Always going to work in a blazer and tie, Yaro presented an amusing contrast to the slovenly, rumpled photographer known as Animal on “Lou Grant.” In preparing for that role, actor Daryl Anderson tutored under Yaro, learning how to use a camera and going on assignments to absorb the daily rhythm of the photojournalist.
“It struck me as comical that here was this character he got hanging around with Boris,” said Times photographer Al Seib.
In a 1996 book on the making of “Lou Grant,” author Douglass K. Daniel quoted Yaro as saying, “You can’t walk into a newsroom dressed as a damn bum.”
Beneath Yaro’s sharp appearance was an intense commitment to his craft.
“It was like meeting a rock star,” said Rick Meyer, another longtime Times photographer, of his first meeting with Yaro in 1973, when Meyer was fresh out of journalism school. “His company car sprouted numerous antennas for police radios. Boris would respond to news stories all hours of the day and night.”
“He knew everybody: every fireman, every policeman,” said colleague Joel Lugavere. “They all knew him on a first-name basis.”
Yaro’s children, Michael Yaro and Nicole Good, said that dedication was part of their lives too.
“We all lived with that,” Good said. “He had scanners on his nightstand. He never left home without some form of connected communication. He always had one, maybe two maybe three cameras with him, film in every single pocket.”
According to his children, Yaro joined The Times in the mid-1960s as a part-time photographer in the paper’s San Gabriel Valley office.
In his 2010 recollection of the night of the Kennedy assassination, Yaro said he did not take photos during the shooting.
“It was dark, and I think I was afraid,” he wrote.
When he saw Kennedy sinking to the floor, he realized, “I had better make pictures.”
Then a woman grabbed his sleeve and pleaded with him to stop.
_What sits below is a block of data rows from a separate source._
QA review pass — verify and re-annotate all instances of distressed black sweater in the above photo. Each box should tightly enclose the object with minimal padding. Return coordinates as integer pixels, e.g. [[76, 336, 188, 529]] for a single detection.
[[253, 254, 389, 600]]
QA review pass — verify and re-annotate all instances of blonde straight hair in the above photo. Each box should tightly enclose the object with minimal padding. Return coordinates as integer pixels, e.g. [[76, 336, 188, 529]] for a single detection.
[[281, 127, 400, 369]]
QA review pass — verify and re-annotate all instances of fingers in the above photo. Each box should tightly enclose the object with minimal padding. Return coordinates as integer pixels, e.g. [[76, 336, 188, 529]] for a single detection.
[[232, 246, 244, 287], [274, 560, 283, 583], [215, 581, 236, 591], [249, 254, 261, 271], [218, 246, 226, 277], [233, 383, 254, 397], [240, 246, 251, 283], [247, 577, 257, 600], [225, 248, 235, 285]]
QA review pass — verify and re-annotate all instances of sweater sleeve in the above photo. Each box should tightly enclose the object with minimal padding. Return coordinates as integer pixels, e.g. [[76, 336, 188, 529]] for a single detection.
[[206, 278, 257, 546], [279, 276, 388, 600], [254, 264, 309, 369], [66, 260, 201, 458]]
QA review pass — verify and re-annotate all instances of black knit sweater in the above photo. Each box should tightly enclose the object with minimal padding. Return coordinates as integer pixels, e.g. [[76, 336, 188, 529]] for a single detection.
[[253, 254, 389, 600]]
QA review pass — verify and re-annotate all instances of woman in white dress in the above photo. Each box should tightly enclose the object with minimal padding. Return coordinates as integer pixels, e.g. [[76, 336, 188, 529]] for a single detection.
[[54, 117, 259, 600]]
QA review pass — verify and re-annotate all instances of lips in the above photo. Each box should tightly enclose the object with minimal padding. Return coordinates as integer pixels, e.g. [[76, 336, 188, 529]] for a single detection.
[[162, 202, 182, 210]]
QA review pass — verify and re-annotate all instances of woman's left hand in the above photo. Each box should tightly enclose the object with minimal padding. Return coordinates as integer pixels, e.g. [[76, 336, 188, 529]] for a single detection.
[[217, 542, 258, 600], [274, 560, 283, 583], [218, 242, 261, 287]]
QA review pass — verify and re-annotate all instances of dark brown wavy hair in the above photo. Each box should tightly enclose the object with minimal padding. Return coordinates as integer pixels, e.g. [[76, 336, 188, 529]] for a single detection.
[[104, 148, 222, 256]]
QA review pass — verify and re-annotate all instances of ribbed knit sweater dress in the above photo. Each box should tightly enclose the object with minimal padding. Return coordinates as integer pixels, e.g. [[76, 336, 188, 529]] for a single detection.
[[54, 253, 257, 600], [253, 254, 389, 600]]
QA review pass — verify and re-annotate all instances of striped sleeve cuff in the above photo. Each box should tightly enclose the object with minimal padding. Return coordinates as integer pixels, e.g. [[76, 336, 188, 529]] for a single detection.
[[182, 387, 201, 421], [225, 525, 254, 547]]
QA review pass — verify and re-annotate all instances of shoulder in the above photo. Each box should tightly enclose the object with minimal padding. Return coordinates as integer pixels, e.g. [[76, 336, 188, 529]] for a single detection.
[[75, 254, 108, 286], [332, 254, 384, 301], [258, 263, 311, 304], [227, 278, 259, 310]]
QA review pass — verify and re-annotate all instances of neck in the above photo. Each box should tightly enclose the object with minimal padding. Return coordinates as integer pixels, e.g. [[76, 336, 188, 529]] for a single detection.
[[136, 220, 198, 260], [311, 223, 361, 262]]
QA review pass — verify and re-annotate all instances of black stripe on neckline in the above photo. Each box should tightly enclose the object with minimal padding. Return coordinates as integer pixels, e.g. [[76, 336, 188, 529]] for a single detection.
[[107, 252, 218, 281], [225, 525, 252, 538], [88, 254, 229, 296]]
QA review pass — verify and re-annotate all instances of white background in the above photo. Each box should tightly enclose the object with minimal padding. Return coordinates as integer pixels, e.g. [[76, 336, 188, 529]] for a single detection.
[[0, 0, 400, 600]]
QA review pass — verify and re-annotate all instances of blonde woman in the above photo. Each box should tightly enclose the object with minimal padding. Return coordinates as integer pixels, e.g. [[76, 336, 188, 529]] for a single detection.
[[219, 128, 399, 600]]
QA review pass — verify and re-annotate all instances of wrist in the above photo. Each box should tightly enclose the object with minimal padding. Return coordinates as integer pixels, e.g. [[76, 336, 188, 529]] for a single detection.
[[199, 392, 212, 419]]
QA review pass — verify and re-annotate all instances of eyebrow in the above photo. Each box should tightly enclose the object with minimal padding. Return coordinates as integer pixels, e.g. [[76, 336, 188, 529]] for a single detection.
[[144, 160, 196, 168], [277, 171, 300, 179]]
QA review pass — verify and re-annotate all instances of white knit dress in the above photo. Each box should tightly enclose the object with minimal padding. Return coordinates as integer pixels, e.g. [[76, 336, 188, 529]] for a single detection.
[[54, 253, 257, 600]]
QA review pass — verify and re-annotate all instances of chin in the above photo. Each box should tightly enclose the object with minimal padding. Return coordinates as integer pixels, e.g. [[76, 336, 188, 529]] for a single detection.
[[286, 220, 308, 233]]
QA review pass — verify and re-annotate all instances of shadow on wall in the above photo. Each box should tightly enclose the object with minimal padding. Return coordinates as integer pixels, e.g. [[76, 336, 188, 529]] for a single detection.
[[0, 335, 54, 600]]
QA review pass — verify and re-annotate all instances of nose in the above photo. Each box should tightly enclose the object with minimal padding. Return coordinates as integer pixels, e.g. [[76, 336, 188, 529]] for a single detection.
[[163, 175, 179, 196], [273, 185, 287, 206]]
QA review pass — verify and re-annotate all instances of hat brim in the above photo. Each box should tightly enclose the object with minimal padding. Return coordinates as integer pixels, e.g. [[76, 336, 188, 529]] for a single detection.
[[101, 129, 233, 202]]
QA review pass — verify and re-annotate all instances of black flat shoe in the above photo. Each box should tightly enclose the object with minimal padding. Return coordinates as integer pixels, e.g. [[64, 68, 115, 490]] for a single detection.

“My response was, ‘Dammit, lady, this is history,’ ” Yarowrote. “I pulled my coat sleeve loose from her grasp but lost some visual space because people began crowding around the fallen Kennedy.”
The photo, which is part of the permanent collections of the Getty Museum in Los Angeles and Museum of Modern Art in New York, did not win the Pulizer Prize, which went that year to an equally enduring shot of the execution of a Viet Cong prisoner in Saigon.
Pulitzer Prize-winning former Times photographer Don Bartletti said he thought two Pulizers should have been given that year.
“When you look at Boris’ picture of Kennedy from head to foot, with the kitchen worker leaning over him, that is a completely perfect composition with all the necessary elements,” Bartletti said. “His picture is and will remain fantastic.”
Besides his two children, Yaro is survived by his wife, Jill, and a brother.